Once the information necessary for the generation of a timeline chart has been input, the majority of software project scheduling tools produce project tables—a tabular listing of all project tasks, their planned and actual start- and end-dates, and a variety of related information  Used in conjunction with the timeline chart, project tables enable the project manager to track progress.

Tracking the Schedule

The project schedule provides a road map for a software project manager. If it has been properly developed, the project schedule defines the tasks and milestones that must be tracked and controlled as the project proceeds. Tracking can be accomplished in a number of different ways:

Conducting periodic project status meetings in which each team member reports progress and problems.
Evaluating the results of all reviews conducted throughout the software engineering process.
Determining whether formal project milestones  have been accomplished by the scheduled date.
Comparing actual start-date to planned start-date for each project task 
Meeting informally with practitioners to obtain their subjective assessment of progress to date and problems on the horizon.
Using earned value analysis  to assess progress quantitatively.

In reality, all of these tracking techniques are used by experienced project managers.

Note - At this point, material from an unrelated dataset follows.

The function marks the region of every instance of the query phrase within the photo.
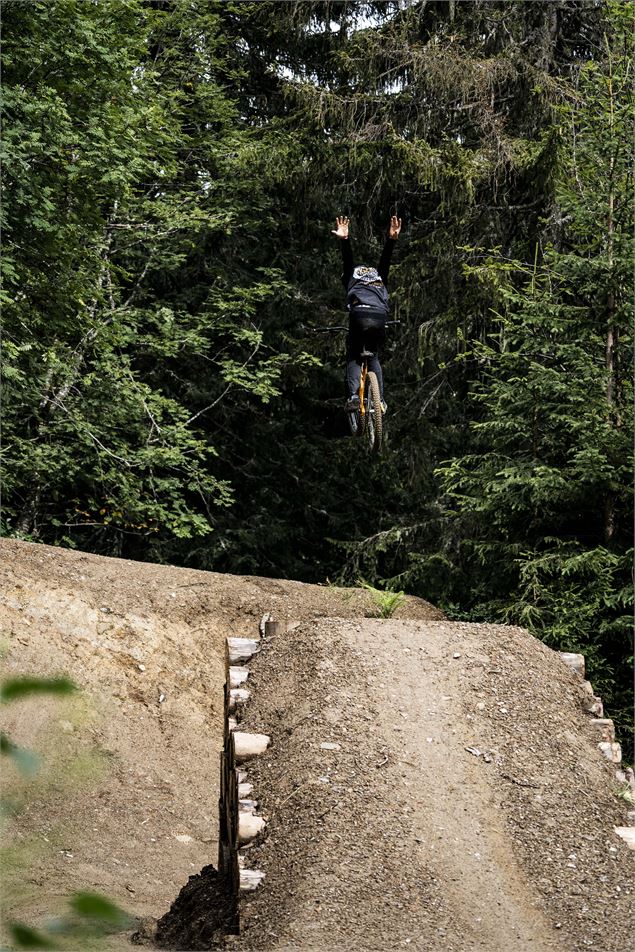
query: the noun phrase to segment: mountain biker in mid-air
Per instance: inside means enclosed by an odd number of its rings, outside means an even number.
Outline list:
[[[395,242],[401,231],[401,218],[393,215],[390,219],[388,234],[377,268],[353,264],[353,249],[348,236],[349,219],[339,215],[335,219],[337,228],[332,233],[340,239],[344,272],[342,282],[346,289],[346,306],[349,312],[348,337],[346,339],[346,386],[348,387],[348,410],[359,407],[359,380],[361,375],[361,353],[364,348],[374,351],[369,359],[368,369],[374,371],[379,382],[382,410],[386,412],[384,401],[384,377],[377,352],[386,338],[388,319],[388,291],[386,283],[390,270]]]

Control is employed by a software project manager to administer project resources, cope with problems, and direct project staff. If things are going well (i.e., the project is on schedule and within budget, reviews indicate that real progress is being made and milestones are being reached), control is light. But when problems occur, the project manager must exercise control to reconcile them as quickly as possible. After a problem has been diagnosed, additional resources may be focused on the problem area: staff may be redeployed or the project schedule can be redefined.

When faced with severe deadline pressure, experienced project managers sometimes use a project scheduling and control technique called time-boxing . The time-boxing strategy recognizes that the complete product may not be deliverable by the predefined deadline. Therefore, an incremental software paradigm is chosen and a schedule is derived for each incremental delivery.
The tasks associated with each increment are then time-boxed. This means that the schedule for each task is adjusted by working backward from the delivery date for the increment. A “box” is put around each task. When a task hits the boundary of its time box (plus or minus 10 percent), work stops and the next task begins.

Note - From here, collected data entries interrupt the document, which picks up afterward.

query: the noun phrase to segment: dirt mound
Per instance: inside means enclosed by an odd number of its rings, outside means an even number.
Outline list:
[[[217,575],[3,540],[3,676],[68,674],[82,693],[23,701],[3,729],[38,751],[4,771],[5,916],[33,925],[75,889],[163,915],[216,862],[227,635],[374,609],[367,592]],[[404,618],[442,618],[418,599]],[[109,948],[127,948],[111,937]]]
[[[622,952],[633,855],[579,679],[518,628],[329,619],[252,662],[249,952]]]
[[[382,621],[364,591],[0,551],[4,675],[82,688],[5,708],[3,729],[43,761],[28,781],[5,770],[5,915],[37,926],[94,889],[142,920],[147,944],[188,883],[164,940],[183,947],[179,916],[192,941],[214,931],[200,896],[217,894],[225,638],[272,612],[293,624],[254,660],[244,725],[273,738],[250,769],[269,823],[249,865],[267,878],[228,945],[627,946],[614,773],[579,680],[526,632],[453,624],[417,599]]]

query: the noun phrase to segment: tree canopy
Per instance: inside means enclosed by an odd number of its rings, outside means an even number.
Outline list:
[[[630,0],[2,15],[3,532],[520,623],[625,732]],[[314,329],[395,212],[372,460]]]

The initial reaction to the time-boxing approach is often negative: “If the work isn’t finished, how can we proceed?” The answer lies in the way work is accomplished. By the time the time-box boundary is encountered, it is likely that 90 percent of the task has been completed.11 The remaining 10 percent, although important, can
(1) be delayed until the next increment or 
(2) be completed later if required.
 Ratherth an becoming “stuck” on a task, the project proceeds toward the delivery date.